Cathy Huyghe

Writer. Entrepreneur. Meditator.

Hungry for Wine is maintained by Cathy Huyghe, wine writer for Forbes.com and author of Hungry for Wine: Seeing the World through the Lens of a Wine Glass.

How to Reboot, One Sip at a Time

I am in the practice of putting wine in context.

It involves looking up and looking out, and seeing the many (many) hands that worked to bring a bottle of wine to the table.

It is what I do, and what I enjoy.

These past few weeks, however, there’s been a problem.

These past few weeks, the context of wine – the news of the world that I normally derive so much energy and inspiration from – has become a bit exhausting, a bit overwhelming, and a bit too much for me to take in.

This will pass, I’m sure.

I am away from home. I have been away from home for too long. I am untethered, disoriented, and tired.

I will be home soon. I’ll rest and reboot and return to what is almost always most compelling for me about wine.

In the meantime…

Can I come back to just the wine, in and of itself?

Can I come back to the pleasure of wine, for wine’s sake?

Just me, and the glass.

Is that enough?

At the moment I’m not sure, because most normal things aren’t normal right now.

Normally I find the news compelling. These days I am fearful of it.

Normally I rely on my body’s strength and flexibility. These days I feel betrayed by it.

Normally I can find quiet, wherever I am. These days the jitters at the edges of my mind are relentless. And noisy.

Normally I love to travel, to step into another place and another way of living.

But right now I am craving the stability rather than the whirl. I crave my own bed rather than a hotel’s even when that hotel is lovely beyond lovely. I crave home.

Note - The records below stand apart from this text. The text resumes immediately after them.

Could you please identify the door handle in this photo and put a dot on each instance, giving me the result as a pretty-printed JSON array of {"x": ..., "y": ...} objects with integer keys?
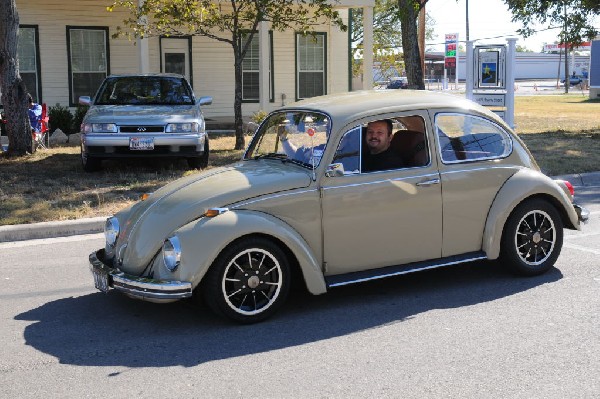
[{"x": 428, "y": 183}]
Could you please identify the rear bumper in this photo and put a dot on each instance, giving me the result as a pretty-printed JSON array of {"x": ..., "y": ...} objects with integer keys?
[
  {"x": 135, "y": 286},
  {"x": 116, "y": 145}
]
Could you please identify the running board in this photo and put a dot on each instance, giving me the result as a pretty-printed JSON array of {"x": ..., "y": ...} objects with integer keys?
[{"x": 339, "y": 280}]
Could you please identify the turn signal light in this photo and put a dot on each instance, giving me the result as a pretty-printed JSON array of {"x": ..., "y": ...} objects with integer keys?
[
  {"x": 570, "y": 187},
  {"x": 212, "y": 212}
]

By now I should know how to maintain my stability while on the road. Regular exercise. Regular periods of meditation. Regular practice of writing. Upkeep of correspondence. Time dedicated to the big projects as well as the daily commitments.

There are more fractures than seams, and more gaps than fill.

I am spent.

There is one way I know that helps in a situation like this: to do the thing that is in front of me to do.

Only that.

If that thing is a glass of wine, it is only that glass of wine.

What will rejuvenate me in a time like this is, ironically, taking that narrow and focused view that is so opposite of what I normally take.

Just me, and the glass of wine.

Will it work?

I believe it will. Either way, I'll report back.